Thanksgiving


— In jewstream@yahoogroups.com, Savhbh <articw@…> wrote:
>
> That’s right its a Christian holiday. Pilgrims were/are Christian and I do not celebrate Christianity nor do I worship its Religion.
>

Oh, I don’t know. Remember now that I grew up in a household where dad was Catholic and mom was Jewish, and I had friends from both St. Patrick’s and Temple Beth El. I recall that Thanksgiving was celebrated by all my friends families, not just the Xtian ones. Across the street there were Unitarians (who aren’t exactly Xtian by any stretch of the imagination) and they celebrated Thanksgiving.
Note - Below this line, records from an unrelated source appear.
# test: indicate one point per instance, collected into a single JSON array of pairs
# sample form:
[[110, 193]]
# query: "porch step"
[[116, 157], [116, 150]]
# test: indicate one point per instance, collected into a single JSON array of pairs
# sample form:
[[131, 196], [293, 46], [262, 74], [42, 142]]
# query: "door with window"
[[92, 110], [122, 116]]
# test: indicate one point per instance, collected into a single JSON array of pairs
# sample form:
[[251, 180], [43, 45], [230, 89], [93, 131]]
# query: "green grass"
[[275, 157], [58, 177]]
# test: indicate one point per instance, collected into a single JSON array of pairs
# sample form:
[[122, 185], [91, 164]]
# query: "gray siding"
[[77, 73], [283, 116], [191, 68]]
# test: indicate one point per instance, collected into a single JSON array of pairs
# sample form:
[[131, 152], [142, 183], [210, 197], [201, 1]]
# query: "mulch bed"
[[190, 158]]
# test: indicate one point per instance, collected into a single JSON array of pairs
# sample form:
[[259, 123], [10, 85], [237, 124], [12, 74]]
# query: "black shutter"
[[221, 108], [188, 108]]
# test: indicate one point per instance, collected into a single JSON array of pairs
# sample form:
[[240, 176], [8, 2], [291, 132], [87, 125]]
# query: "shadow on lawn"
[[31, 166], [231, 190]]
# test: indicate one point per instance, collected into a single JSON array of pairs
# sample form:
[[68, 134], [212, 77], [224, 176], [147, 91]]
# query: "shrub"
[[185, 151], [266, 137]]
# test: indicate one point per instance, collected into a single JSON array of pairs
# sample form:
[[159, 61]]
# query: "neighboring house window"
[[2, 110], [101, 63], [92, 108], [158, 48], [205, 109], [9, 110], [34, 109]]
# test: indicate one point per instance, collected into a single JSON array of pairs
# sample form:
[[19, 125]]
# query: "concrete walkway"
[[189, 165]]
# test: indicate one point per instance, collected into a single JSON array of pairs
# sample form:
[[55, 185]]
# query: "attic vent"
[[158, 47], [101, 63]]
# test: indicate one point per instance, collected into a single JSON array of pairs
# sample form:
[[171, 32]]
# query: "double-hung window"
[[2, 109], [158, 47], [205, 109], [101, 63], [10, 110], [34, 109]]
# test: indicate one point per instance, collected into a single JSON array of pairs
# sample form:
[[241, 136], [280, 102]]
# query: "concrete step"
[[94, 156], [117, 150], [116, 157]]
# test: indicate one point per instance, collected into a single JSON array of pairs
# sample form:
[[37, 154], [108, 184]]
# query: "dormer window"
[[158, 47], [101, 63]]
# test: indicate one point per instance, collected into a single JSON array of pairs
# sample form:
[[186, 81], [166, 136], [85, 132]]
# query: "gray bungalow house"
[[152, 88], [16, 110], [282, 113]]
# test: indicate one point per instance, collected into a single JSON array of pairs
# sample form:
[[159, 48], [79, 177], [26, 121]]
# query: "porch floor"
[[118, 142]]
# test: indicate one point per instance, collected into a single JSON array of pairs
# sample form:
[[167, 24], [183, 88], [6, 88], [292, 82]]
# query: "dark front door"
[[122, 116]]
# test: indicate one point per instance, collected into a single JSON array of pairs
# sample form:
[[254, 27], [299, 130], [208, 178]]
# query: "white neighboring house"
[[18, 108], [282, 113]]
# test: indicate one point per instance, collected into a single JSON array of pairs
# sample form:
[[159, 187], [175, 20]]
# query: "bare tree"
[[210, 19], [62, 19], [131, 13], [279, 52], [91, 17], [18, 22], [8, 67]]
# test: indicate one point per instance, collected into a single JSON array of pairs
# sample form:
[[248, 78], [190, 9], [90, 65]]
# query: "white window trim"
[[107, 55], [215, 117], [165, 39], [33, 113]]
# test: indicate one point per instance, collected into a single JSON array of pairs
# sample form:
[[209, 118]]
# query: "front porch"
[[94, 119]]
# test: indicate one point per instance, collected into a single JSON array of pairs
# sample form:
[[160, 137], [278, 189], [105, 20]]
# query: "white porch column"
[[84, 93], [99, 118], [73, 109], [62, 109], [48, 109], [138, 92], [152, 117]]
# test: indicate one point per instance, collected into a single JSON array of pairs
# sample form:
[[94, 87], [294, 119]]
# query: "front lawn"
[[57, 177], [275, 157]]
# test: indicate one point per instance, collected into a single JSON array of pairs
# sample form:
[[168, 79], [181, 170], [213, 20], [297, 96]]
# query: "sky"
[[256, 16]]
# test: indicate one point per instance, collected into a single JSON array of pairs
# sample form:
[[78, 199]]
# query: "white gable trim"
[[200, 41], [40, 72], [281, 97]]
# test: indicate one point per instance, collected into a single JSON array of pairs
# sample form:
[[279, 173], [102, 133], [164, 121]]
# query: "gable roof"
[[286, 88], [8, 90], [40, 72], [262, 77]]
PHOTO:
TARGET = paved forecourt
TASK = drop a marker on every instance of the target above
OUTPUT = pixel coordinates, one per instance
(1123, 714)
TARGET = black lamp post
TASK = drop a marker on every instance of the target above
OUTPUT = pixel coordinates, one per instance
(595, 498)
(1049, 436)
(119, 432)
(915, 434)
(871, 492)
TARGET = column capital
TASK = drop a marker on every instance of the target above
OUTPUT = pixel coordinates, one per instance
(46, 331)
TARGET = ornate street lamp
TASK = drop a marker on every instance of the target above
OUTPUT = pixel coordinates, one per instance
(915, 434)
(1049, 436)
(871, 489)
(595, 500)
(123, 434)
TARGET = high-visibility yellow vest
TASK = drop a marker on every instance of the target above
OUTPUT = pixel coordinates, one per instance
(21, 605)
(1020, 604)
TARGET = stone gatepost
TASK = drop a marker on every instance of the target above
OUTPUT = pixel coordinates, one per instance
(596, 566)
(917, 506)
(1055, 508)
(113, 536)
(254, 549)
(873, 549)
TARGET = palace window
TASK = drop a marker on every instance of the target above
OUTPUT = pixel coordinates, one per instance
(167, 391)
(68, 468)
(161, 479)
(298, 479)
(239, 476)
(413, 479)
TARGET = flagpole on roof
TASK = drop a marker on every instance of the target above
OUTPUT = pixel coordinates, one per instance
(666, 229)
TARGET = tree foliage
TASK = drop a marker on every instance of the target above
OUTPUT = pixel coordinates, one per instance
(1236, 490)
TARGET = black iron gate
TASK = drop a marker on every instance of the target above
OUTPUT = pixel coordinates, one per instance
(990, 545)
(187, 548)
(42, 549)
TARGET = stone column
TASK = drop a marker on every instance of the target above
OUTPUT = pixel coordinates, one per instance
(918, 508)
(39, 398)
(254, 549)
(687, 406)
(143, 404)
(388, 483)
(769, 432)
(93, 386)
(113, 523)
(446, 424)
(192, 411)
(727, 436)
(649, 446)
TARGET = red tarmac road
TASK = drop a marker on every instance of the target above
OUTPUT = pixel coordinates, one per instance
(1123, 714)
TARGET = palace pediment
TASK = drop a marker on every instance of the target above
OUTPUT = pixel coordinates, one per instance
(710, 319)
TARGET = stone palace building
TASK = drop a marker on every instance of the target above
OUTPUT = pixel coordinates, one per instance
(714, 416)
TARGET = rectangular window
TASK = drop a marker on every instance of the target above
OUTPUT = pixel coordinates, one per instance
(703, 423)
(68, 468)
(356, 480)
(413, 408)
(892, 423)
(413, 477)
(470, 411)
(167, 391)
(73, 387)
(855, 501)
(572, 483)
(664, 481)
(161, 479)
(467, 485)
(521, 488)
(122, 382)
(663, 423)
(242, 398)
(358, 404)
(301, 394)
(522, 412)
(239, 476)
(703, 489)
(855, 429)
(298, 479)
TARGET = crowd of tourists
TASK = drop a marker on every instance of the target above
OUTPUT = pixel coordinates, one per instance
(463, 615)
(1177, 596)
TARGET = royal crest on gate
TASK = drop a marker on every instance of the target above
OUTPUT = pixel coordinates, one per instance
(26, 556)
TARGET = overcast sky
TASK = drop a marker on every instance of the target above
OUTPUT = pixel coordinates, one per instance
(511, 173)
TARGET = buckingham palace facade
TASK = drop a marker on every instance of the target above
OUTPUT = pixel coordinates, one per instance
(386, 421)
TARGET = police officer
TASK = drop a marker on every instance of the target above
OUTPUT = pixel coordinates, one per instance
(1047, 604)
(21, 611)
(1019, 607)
And down the street were the Websters, and they were atheists. Mrs. Webster sure had her way with a turkey though. Granted, there were no Pagans, or Buddhists or Moslems (that we knew about any way) in 1970’s Kankakee Illinois, and like many communities, Kankakee was predominantly Xtian, with Catholics and Nazarenes leading the denominational pack.

I live in Eureka California now, and we have all those religions here, plus a few even I (with my minor in comparative religions) have never heard of before. And guess what: they all, every last one of them, every single sect and cult, celebrate Thanksgiving (though the Buddhists like those Tofurkey things).

So, is it really a Xtian holiday? Sure it was started by Xtians — that’s just a fact. But Ben Franklin was not a Xtian, and he thought is was cool (he also thought the turkey, rather than the eagle, should be our national bird. Connections?).

Thanksgiving is the one holiday when all the different faiths, put down their differences and pick up a fork. It’s the one time when we all temporarily forget who’s right and who’s not and who thinks they are, and we give thanks as a nation to whomever we each think god or the gods are.

Like it or not, if “Thou art G-d” be the truth then it’s not just you and me that is G-d — the Xtians and the Moslems and the Buddhists and even Dick Cheney — we’re all G-d, we’re all part of the big batch of soup labeled G-D, and the differences in taste we might experience are more our own personal opinion or point of view then they are any basis in reality.

The thing I’m most thankful for: I know that I am G-d. So very many don’t, and for that Gaia suffers.